There’s a broader problem with being surprised about the things you observe, but I’m not sure where to draw the line. Everyone reading this post should be unusually surprised about where they find themselves- you are in a very unusual reference class.
But… you are in a highly unusual reference class. You’re not some magical essence plopped down in a randomized vessel- you’re literally the algorithm that you are. You cannot be surprised by being yourself- it is highly unsurprising. What’s the alternative? You couldn’t have been someone else- you couldn’t have been born after we develop AGI, or be an AGI yourself, or be an alien, or born in ancient Greece. Otherwise, you would be them, and not you. It doesn’t make sense to talk about being something other than you- there is no probability going on.
There’s a silly reverse side to this coin. “Well, you shouldn’t be surprised you’re finding yourself in this situation, no matter how improbable.” isn’t an explanation either. You can’t use the fact that you shouldn’t be surprised you’re finding yourself in this situation to play defense for your argument.
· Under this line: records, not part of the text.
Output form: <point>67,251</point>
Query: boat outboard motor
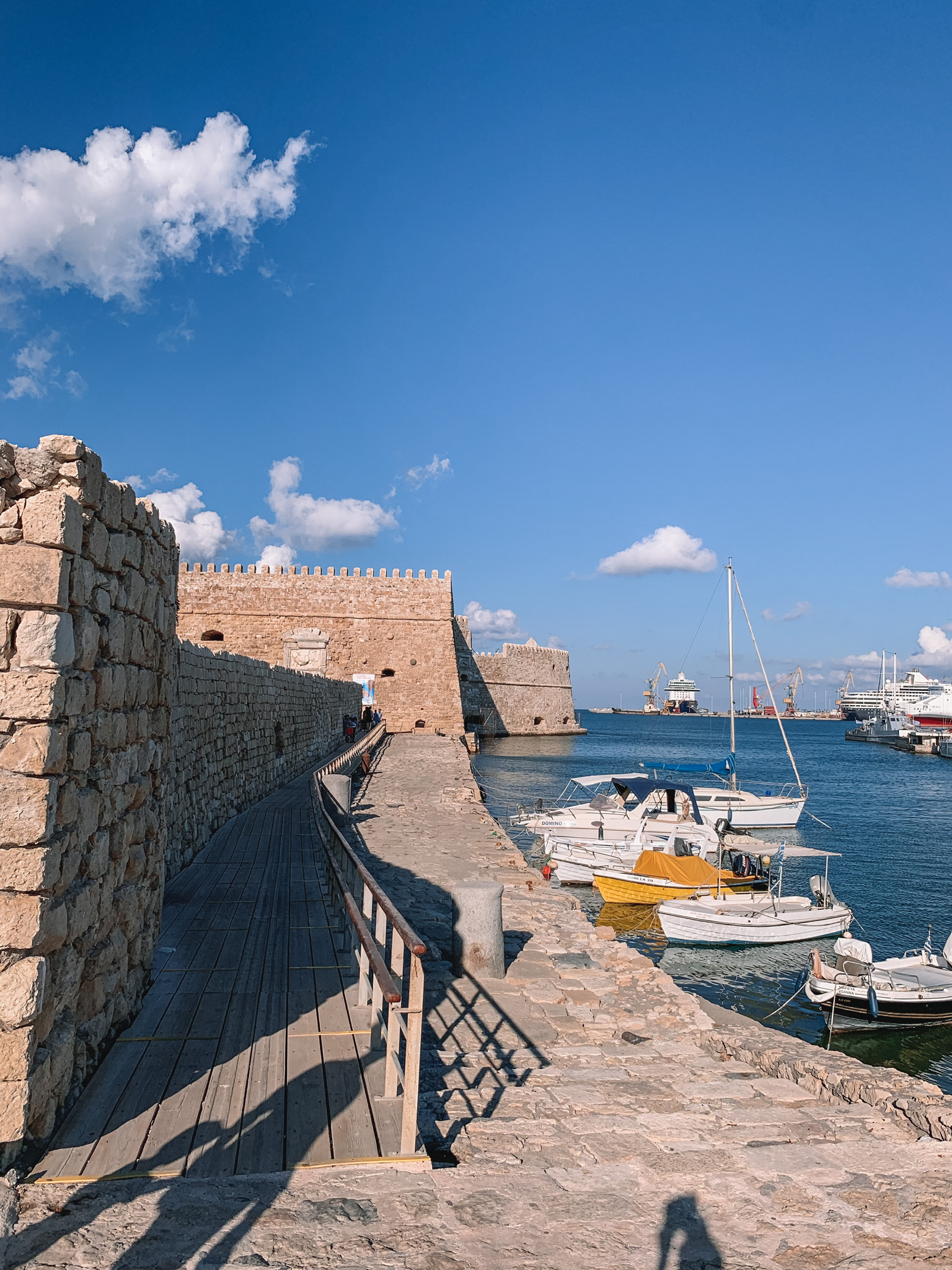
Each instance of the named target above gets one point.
<point>823,892</point>
<point>873,1003</point>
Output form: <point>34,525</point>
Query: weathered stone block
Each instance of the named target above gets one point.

If I claim that the LHC has a 50% chance of instantly destroying all of reality every time it causes a collision, you can’t use “But that’s so unlikely! That can’t be the case, otherwise we most certainly wouldn’t be here!” as an argument. It sounds like you should be able to- that gets the obviously right answer! Unfortunately, “The LHC is constantly dodging destroying all of reality” really is “indistinguishable” from what we observe. Well, that’s not quite true- the two just can’t be distinguished using that particular argument.
However, I also can’t back my claim up by pointing that out. The fact that my claim is not technically incompatible with our observations is not substantial evidence.
In Conclusion:
Good Wholesome Cosmologist Anthropics is the idea that we shouldn’t adopt a model which predicts that we don’t exist. It’s a specific case of the “We shouldn’t adopt a model which predicts something which we know is not true” principle, which is itself a specific case of the “We should try to adopt accurate models” principle.
The arguments themselves might seem a little mysterious, but like Stuart Armstrong said, it’s normal.
Also, be aware of its sister: “We shouldn’t adopt models which predict that they are themselves wrong” a la Boltzmann Brains.
However, there’s two more… interesting… veins of Anthropic Arguments to go mining.
Not Even Evidence- The Self Sampling Assumption, Self Indicating Assumption, and so on suffer from this.
Recognizing that some stuff which seems like evidence is Not Even Evidence.